5. The nightly Deep Content Author (the grinder)

.github/workflows/nightly-content.yml + .claude/agents/content-author.md — a dedicated Claude subagent that runs every night at 12:00 UTC (04:00 PST) to grind through the deep-content backlog one self-contained unit per run. Same safety model as §4 (bounded allowlist, PR-only, never merges, dormant without ANTHROPIC_API_KEY).
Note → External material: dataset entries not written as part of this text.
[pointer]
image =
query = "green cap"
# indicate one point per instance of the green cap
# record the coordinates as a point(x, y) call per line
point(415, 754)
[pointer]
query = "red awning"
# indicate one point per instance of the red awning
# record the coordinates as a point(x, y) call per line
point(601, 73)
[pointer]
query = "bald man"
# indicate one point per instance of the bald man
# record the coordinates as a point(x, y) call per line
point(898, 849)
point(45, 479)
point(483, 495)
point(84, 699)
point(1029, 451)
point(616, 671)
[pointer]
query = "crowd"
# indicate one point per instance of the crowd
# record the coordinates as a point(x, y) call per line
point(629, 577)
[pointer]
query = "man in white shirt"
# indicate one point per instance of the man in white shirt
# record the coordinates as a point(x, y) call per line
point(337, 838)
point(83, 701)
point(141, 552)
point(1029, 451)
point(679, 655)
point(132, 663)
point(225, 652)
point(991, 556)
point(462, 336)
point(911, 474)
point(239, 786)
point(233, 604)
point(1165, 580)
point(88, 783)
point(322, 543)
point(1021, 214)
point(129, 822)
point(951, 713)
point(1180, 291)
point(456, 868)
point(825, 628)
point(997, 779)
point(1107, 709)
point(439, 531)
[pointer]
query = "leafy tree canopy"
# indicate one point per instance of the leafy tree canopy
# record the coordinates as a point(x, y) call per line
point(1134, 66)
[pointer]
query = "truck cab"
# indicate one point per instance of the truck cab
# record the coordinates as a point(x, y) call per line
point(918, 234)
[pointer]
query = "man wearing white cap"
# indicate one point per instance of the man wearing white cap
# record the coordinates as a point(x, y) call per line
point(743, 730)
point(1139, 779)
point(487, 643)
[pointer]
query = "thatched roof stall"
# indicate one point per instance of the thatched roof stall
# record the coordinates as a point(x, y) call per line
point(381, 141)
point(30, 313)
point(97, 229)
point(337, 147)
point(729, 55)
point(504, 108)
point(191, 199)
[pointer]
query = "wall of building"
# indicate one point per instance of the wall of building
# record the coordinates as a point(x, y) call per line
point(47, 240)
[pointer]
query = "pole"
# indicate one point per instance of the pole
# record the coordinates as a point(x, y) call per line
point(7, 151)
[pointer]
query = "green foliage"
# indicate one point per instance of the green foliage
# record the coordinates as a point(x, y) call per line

Primary work (audit authoring — COMPLETE 2026-06-12): all 27 Advanced Audit domains / 321 modules are now deeply authored (real artifacts, tests, systems, commands per module in packages/core/scripts/audit-content.mjs; no generic fallback). The grinder's standing job is now the secondary one.
Now-primary work: deepen the epoch the Prose Quality agent flags most — rewrite terse bulleted overviews into the narrative house standard — one epoch per run via apps/web/scripts/_dump-ov.mjs + _prose-apply.mjs (the de-bullet toolchain).
Guardrails: one domain/epoch per run; never edits the hand-authored aar-01, stage-flags, or auth/payments/crypto/proxy; green gates before any PR. Manual run: Actions → this workflow → optionally name a target domain slug.

6. Shared infrastructure

/api/agent/report — the single intake. Token-gated (AGENT_REPORT_TOKEN) behind the AGENTS_ENABLED kill switch. Dedups by finding key (agent:ref:checkId) across all statuses — one finding ↔ one card forever: archived ⇒ suppress (a dismissed finding never re-cards), done ⇒ re-open if it's detected again (regressed / the fix didn't take), open ⇒ update in place. That idempotence is what keeps the board from ballooning with nightly duplicates. Auto-resolves vanished findings, writes a per-agent sweep-summary card, and upserts a cross-agent 📊 Agent digest card with ▲/▼/= trends every sweep.
gen:meta pre-push hook (apps/web/.claude/settings.json) — blocks a git push when stages-meta.generated.ts is stale (check:meta). Fix: npm run gen:meta -w @kryptos/core.
The Development board — lib/scrum.ts (Redis scrum:items) + app/api/admin/scrum (owner-gated CRUD) + components/ScrumBoard.tsx. Columns: Triage → Backlog → To Do → In Progress → Review → Done. A ☑ Bulk move mode multi-selects cards and moves / retags / archives them in one bulk PATCH {ids:[…]} — for sweeping many agent findings at once.

Schedules at a glance

Cadence	Who	Mode
Nightly 07:00 UTC	The 10-agent deterministic report fleet (`test-agent.yml`)	report-only → board
Nightly 07:30 UTC	One rotating Claude subagent (`nightly-subagents.yml`)	report-only / PR-only (dormant w/o API key)
Hourly	The programming agent (`auto-agent.yml`)	auto-fix safe AUTO subset → PR
On demand	Claude subagents (epoch-author) + drift/docs `--fix`	supervised → PR

To activate / operate

Report fleet: AGENTS_ENABLED=true + AGENT_REPORT_TOKEN in Vercel (and the matching GitHub secret) — live.
Programming agent: repo secrets ADMIN_SECRET + ADMIN_USERNAME drive the board; default GITHUB_TOKEN opens PRs. Pause with repo variable AUTO_AGENT_ENABLED=false. (PRs opened by GITHUB_TOKEN don't auto-trigger CI — run it on the PR, or use a PAT.)
Claude subagents: set ANTHROPIC_API_KEY to turn the nightly rotation on (billed). Override the rotation via the workflow's manual dispatch.
Everything is reversible: nothing reaches master (or production) without a human merge.